Tuberculosis bacteria hide from drugs by pausing growth in acid

Treating tuberculosis is complicated because Mycobacterium tuberculosis (Mtb) can change how it grows in response to conditions inside the body, helping it survive both immune attack and drug treatment. Researchers led by Bree B. Aldridge set out to understand those changes at the single-cell level, asking whether the whole bacterial population slows down or whether some cells take a different approach. Rather than finding a uniform slowdown, they discovered that Mtb responds to acidic environments by increasing the proportion of individual bacteria that enter a growth-arrested state. In other words, the population doesn’t all slow a little; more cells stop growing entirely. This shift was not a rare laboratory artifact: clinical strains showed higher numbers of these non-growing cells under both neutral and acidic conditions. The study reframes how we think about bacterial survival strategies during infection, moving from a picture of uniform stress response to one of deliberate diversification within the population.

To reveal these patterns, the team examined behavior at the single-cell level and compared responses between laboratory and clinical strains of Mtb exposed to acidic environments. Their key finding was that acid adaptation increases the proportion of bacteria in a growth-arrested state rather than simply reducing the growth rate across the board. Importantly, this non-growing subpopulation proved more tolerant to the drug ethambutol, demonstrating a clear link between growth arrest and treatment survival. The researchers also investigated genetic control of this state and found that the PhoPR two-component system contributes to regulating the non-growing subpopulation, but only partially: other transcriptional regulators are clearly involved. By showing that growth arrest is an active, regulated response and not just a passive consequence of stress, the study highlights specific biological players and conditions that matter for drug tolerance.

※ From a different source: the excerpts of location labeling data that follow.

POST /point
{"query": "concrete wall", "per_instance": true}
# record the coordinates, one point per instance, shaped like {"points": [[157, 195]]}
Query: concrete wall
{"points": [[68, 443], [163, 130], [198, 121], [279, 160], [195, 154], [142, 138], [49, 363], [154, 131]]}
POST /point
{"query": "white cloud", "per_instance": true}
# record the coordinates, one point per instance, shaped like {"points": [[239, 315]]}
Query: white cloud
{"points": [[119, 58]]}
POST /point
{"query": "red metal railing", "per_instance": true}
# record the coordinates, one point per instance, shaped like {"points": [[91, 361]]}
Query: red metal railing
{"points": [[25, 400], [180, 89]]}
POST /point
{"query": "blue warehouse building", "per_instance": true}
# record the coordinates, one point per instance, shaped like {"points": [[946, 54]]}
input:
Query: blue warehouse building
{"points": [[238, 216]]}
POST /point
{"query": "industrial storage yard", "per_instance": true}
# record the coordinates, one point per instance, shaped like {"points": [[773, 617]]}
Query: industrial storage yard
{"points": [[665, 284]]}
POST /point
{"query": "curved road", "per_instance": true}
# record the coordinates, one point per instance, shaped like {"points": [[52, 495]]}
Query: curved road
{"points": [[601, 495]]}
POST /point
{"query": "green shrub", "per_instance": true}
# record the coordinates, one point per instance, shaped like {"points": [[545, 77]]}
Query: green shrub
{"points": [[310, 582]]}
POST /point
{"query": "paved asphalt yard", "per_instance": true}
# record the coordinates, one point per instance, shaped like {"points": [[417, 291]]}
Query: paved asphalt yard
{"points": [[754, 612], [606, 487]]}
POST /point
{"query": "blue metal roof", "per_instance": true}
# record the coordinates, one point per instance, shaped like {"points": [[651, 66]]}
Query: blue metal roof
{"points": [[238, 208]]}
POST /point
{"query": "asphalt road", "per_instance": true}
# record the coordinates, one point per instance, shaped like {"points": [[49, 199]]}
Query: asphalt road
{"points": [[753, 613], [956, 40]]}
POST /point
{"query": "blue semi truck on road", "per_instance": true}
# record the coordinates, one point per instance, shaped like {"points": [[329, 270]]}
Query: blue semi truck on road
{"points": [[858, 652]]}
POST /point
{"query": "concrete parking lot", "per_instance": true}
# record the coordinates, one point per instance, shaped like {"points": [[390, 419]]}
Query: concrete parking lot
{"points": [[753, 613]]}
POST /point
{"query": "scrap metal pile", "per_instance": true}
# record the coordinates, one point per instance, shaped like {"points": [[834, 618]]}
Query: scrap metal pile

These results matter because they show a concrete way Mtb can survive drug exposure and immune stress by diversifying its population. Calling this behavior a bet-hedging strategy, the work suggests that some bacteria intentionally enter a protected, non-growing state to improve overall survival during infection. For clinicians and drug developers, the finding that non-growing cells are more tolerant to ethambutol and are actively regulated implies that effective therapies may need to account for subpopulations, not just average growth rates. It also points to the PhoPR two-component system and other, unidentified transcriptional regulators as potential targets for future research aimed at preventing growth arrest or sensitizing non-growing cells to drugs. Overall, the study argues that understanding and targeting these non-growing subpopulations could be essential for reducing treatment survival and improving tuberculosis outcomes.